As I mentioned last week I was at This Morning today doing a cookery slot!! Really exciting and everyone is always so welcoming and friendly.I decided to make something I've done a few times and that is really simple and easy as there isn't much time on air.So I went for Lemon Creams with Lemon and Almond puff pastry biscuits.I made it for the first round of masterchef 2009 and it's so easy but looks really impressive.
Lemon Cream
6 eggs
275g caster sugar
zest of 3 lemons
juice of 3 lemons
300ml double cream
Whisk the eggs well and ad the sugar,zest and juice still whisking.Pour in the the cream and mix well.Place in a pouring jug and leave to rest for 30 mins.
Pour into creme brulee dishes or ramekins and bake in a bain marie for 15 - 20 mins in a 150oc oven until they just have a slight wobble.Leave to cool.
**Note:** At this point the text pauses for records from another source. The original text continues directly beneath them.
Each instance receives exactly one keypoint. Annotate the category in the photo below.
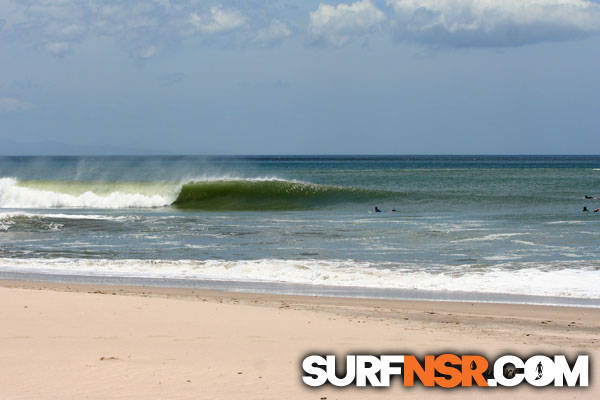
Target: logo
(445, 370)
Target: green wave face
(243, 195)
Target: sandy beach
(67, 341)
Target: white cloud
(275, 32)
(493, 22)
(219, 20)
(9, 104)
(337, 25)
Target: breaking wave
(210, 194)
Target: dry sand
(66, 341)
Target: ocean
(449, 227)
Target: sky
(300, 77)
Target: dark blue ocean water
(498, 224)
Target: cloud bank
(493, 22)
(338, 25)
(146, 27)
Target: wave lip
(271, 194)
(209, 194)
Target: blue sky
(300, 77)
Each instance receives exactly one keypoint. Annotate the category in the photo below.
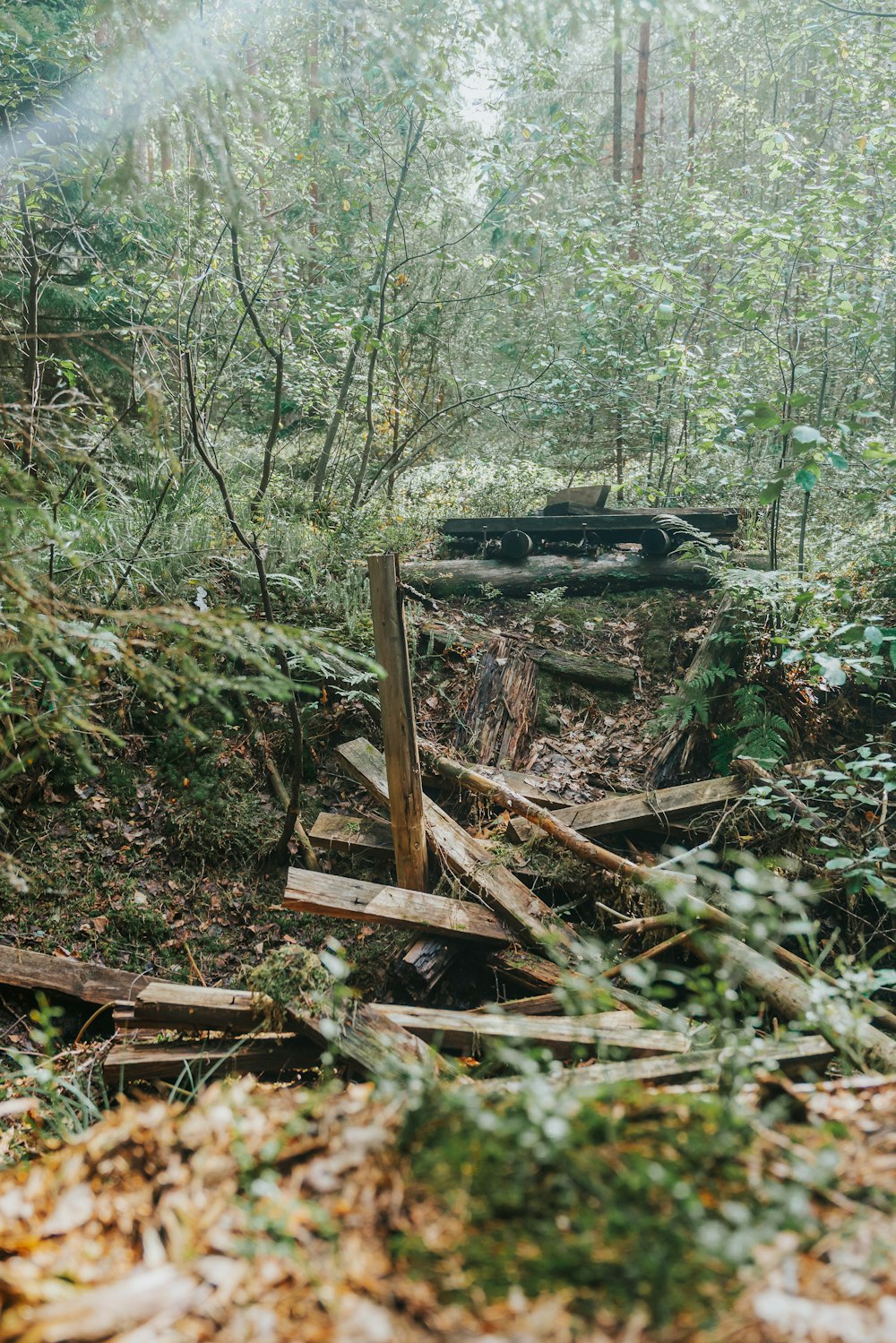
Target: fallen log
(579, 667)
(659, 807)
(546, 821)
(519, 908)
(607, 527)
(581, 578)
(346, 898)
(465, 1031)
(82, 979)
(500, 712)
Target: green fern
(754, 731)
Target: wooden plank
(136, 1063)
(333, 833)
(83, 979)
(807, 1055)
(662, 807)
(463, 856)
(346, 898)
(164, 1006)
(614, 571)
(400, 728)
(610, 522)
(465, 1031)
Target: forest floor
(366, 1216)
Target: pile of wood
(462, 907)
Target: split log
(579, 667)
(719, 649)
(500, 712)
(346, 898)
(661, 807)
(616, 571)
(793, 1000)
(82, 979)
(547, 821)
(465, 1031)
(806, 1055)
(519, 908)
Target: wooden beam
(465, 1031)
(131, 1063)
(346, 898)
(664, 807)
(807, 1055)
(517, 907)
(333, 833)
(614, 571)
(400, 729)
(83, 979)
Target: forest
(447, 670)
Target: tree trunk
(581, 578)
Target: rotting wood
(463, 856)
(137, 1063)
(346, 898)
(500, 712)
(400, 729)
(616, 571)
(661, 807)
(465, 1031)
(793, 1000)
(610, 525)
(164, 1006)
(357, 836)
(547, 821)
(794, 1057)
(579, 667)
(83, 979)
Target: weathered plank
(664, 807)
(463, 856)
(346, 898)
(333, 833)
(83, 979)
(142, 1063)
(163, 1006)
(400, 728)
(616, 571)
(465, 1031)
(807, 1055)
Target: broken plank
(136, 1063)
(163, 1006)
(662, 807)
(83, 979)
(463, 856)
(465, 1031)
(346, 898)
(807, 1055)
(333, 833)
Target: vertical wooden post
(400, 728)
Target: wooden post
(400, 729)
Mash a punnet of raspberries (saving a few for decoration) and put through a sieve.Add a little icing sugar to taste.
Biscuits
melted butter 25g
Ready rolled pack of puff pastry
100g sugar
zest 1 lemon
handful finely chopped almonds
squeezy clear honey
icing sugar to serve
Open up pastry and brush with melted butter.sprinkle evenly with zest ,almonds and sugar. Generously drizzle with honey. Roll up pastry into a susage shape and place in fridge for 15 mins to harden slightly.
Cut into 1cm rounds and place on lined baking tray. Bake at 180oc for 10 mins till crisp and golden.
Dredge with icing sugar when slightly cooled and serve with the lemon cream.
These can be made up to point of just putting in the oven and if having a dinner party they can be baked as the main course is being cleared.They are even more delicious warm.
Holly and Ben loved them!!!!
When I got home I had a Christmassy Idea!!! Why not do the biscuits with mincemeat and make puff pastry mince pies!!
Used a jar of good quality mincemeat and added a dessertspoonful of brandy, Grated the zest of an orange and sprinkled that on the pastry before spreading the mincemeat and rolling up. Bake as above and dredge with icing sugar. Really good!!!